|
Email: cameron.blackwood@gmail.com |
Phone and address on request... |
Subjects included: communicating processes, systems software, advanced operating systems, distributed systems, neural networks, OSI networking, public telecommunications and user interface design.
Initially I came on board to provide assistance in planning and execution of a migration of a number of physical and virtual servers to a SAN, but due to hardware delays that project was placed on hold.
While waiting for arrival of the SAN hardware, I looked at the monitoring system for METS, chiefly to add notifications to the system.
Nagios is somewhat tricky to hand configure so as part of this work I wrote an automatic system which used a scripts that run on each server to detect items to monitor and then create a text configuration file automatically. All the server text configuration files would then build the final Nagios configuration objects and files.
One of the production NFS networks had a few issues, so I wrote a Nagios plug-in to monitor the time to write and verify a file on each file system we used (and graph historical results). We could then plot availability and response time of each filestore to check performance.
To verify some of the web applications were working, I wrote a script to login, read, write and verify a timestamp through the application. This allowed us to verify the underlying filesystem was working correctly. I also wrote a script to locate the timestamp in the files on the backup site and to plot the time difference between the current and backup timestamp to allow us to monitor and plot the age of the backups (and notify us if they became more than a certain age).

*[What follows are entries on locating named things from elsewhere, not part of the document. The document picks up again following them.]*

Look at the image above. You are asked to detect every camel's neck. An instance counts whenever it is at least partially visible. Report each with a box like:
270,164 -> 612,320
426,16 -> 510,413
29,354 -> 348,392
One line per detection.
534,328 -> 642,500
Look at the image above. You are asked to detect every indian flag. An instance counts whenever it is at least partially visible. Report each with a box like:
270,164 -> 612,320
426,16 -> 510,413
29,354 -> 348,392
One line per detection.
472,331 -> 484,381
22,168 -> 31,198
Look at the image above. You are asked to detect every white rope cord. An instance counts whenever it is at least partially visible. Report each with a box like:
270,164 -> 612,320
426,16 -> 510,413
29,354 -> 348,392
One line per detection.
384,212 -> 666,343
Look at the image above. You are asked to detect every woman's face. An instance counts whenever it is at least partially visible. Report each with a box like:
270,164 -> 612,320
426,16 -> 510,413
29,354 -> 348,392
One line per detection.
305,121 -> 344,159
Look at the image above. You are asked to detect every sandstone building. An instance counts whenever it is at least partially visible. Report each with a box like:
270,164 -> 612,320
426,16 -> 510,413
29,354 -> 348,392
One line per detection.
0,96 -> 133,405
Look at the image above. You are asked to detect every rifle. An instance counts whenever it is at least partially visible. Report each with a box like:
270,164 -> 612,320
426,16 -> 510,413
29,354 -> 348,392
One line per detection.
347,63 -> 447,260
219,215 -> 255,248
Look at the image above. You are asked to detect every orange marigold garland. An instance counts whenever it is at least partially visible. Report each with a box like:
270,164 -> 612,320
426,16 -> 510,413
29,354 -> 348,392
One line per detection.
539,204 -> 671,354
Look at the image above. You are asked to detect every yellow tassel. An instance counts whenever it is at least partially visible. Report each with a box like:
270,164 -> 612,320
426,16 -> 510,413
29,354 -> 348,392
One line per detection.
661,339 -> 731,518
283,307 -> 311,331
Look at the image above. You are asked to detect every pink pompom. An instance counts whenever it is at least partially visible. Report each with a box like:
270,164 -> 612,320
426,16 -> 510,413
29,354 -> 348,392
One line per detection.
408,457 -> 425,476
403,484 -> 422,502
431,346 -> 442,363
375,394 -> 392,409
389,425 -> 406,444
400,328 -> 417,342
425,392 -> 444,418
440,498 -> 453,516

For historical graphing, I looked at linking Munin to Nagios, but finally settled on pnp4nagios as a way of providing historical RRD graphs for the services.
I was employed in the Technology Services Group as a Senior System Administrator for the 13 Linux servers. My everyday tasks included system troubleshooting, updating of system documentation, security auditing and software upgrades of the core servers as well as a number of major infrastructure projects.
The Faculty was preparing a hardware upgrade and I developed the plan to setup and migrate the existing services to the new hardware. The plan detailed the steps required to roll out the new hardware, setup a disk based backup system, configure the SAN storage, implement virtualisation and port the services to the new system.
As part of this plan, I also worked with the other staff updating the documentation for the existing setup and determining the requirements of the new equipment, in terms of computing resources and physical requirements (e.g. power, server room planning space).
A subproject to the hardware migration was to examine both Xen and VMWare as suitable methods of virtualisation for the core services, to allow service migration and easier Disaster Recovery (DR). Another subproject was to explore different disk based backup systems (rsync, rdiff-backup, bacula) to replace the existing tape backup system.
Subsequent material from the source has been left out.